Desarrollo in vitro de un modelo de biofilm oral sobre superficies de implantes dentales y estudio de la cinética de formación.

Abstract

Antecedentes y objetivos: El biofilm bacteriano oral es uno de los factores más importantes en la patogénesis de las enfermedades periimplantarias, como son las mucositis periimplantarias o periimplantitis. Hoy en día, se sabe muy poco sobre el comportamiento de estas comunidades bacterianas periimplantarias y no hay pruebas suficientes para establecer conclusiones definitivas sobre la prevención y la eliminación de ellas. El objetivo de este trabajo fue el desarrollo y puesta a punto de un modelo in vitro reproducible de biofilm periimplantario, modelo que incluyó seis de las principales bacterias implicadas en su desarrollo in vivo sobre implantes dentales disponibles comercialmente. Se estudiaron a lo largo de diferentes tiempos de incubación su dinámica y cinética de formación, lo que puede ayudar a mejorar el conocimiento acerca del comportamiento de estas bacterias sobre dichas superficies, teniendo en cuenta tanto la micro- como la macro-estructura de las superficies del implante.

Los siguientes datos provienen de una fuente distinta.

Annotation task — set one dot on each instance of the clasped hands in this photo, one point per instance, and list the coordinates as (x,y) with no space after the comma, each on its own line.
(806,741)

Material y métodos: Se emplearon seis cepas de referencia estándar para desarrollar biofilms sobre implantes dentales de 10 mm de longitud 3,25/3,4 mm de diametro con superficie patentada sometida a grabado ácido de rugosidad mínima. Los implantes estériles se introducen en una placa de cultivo multipocillo en contacto con la mezcla bacteriana, que incluye colonizadores iniciales (Streptococcus oralis y Actinomyces naeslundii), tempranos (Veillonella parvula), secundarios (Fusobacterium nucleatum) y tardíos (Porphyromonas gingivalis y Aggregatibacter actinomycetemcomitans) durante diferentes tiempos (12, 24, 48, 72, 96 y 120 horas) de incubación. La estructura de los biofilms obtenidos se estudió usando microscopía láser confocal (CLSM). La cinética del biofilm bacteriano y el número de unidades formadoras de colonias (UFC)/biofilm de cada especie bacteriana se obtuvieron mediante reacción en cadena de la polimerasa (PCR) cuantitativa a tiempo real (qPCR). El análisis estadístico se realizó con el análisis de la varianza (ANOVA) con corrección de Bonferroni.

Resultados: Mediante la técnica de CLSM se ha podido comprobar como el biofilm bacteriano evoluciona en el tiempo, estando ya presente desde las primeras 12 horas de incubación como una capa discontinua que evolucionan a agregados multicelulares, sin llegar a cubrir toda la superficie del mismo en ningún momento del estudio. Por qPCR se ha comprobado que las seis cepas bacterianas se encuentran incorporadas en el biofilm desde las 12 h de incubacion. La especie S. oralis ha demostrado un comportamiento muy estable en el tiempo sobre el material de implante con respecto a su concentración (p>0,05 al comparar entre sí las concentraciones a los diferentes tiempos estudiados). La especie A. naeslundii ha presentado únicamente diferencias significativas cuando se compara su concentración a 48 h con 12 y 72 h de incubación (p=0,03 en ambos casos). V. parvula se encuentra en mayor concentración en el periodo de 96 h, al igual que P. gingivalis (p=0,00 con respecto al resto de tiempos). F. nucleatum fue estable sin diferencias entre tiempos (p>0,05). A .actinomycetemcomitans presentó sólo diferencias significativas cuando se comparaba su concentración a 24 y 72 h de incubación (p=0,012).

Conclusión: Este estudio demuestra que el modelo de biofilm in vitro propuesto es válido para comparar el desarrollo de biofilms sobre diferentes implantes dentales comercializados y permite evaluar el desarrollo del mismo, así como los recuentos bacterianos.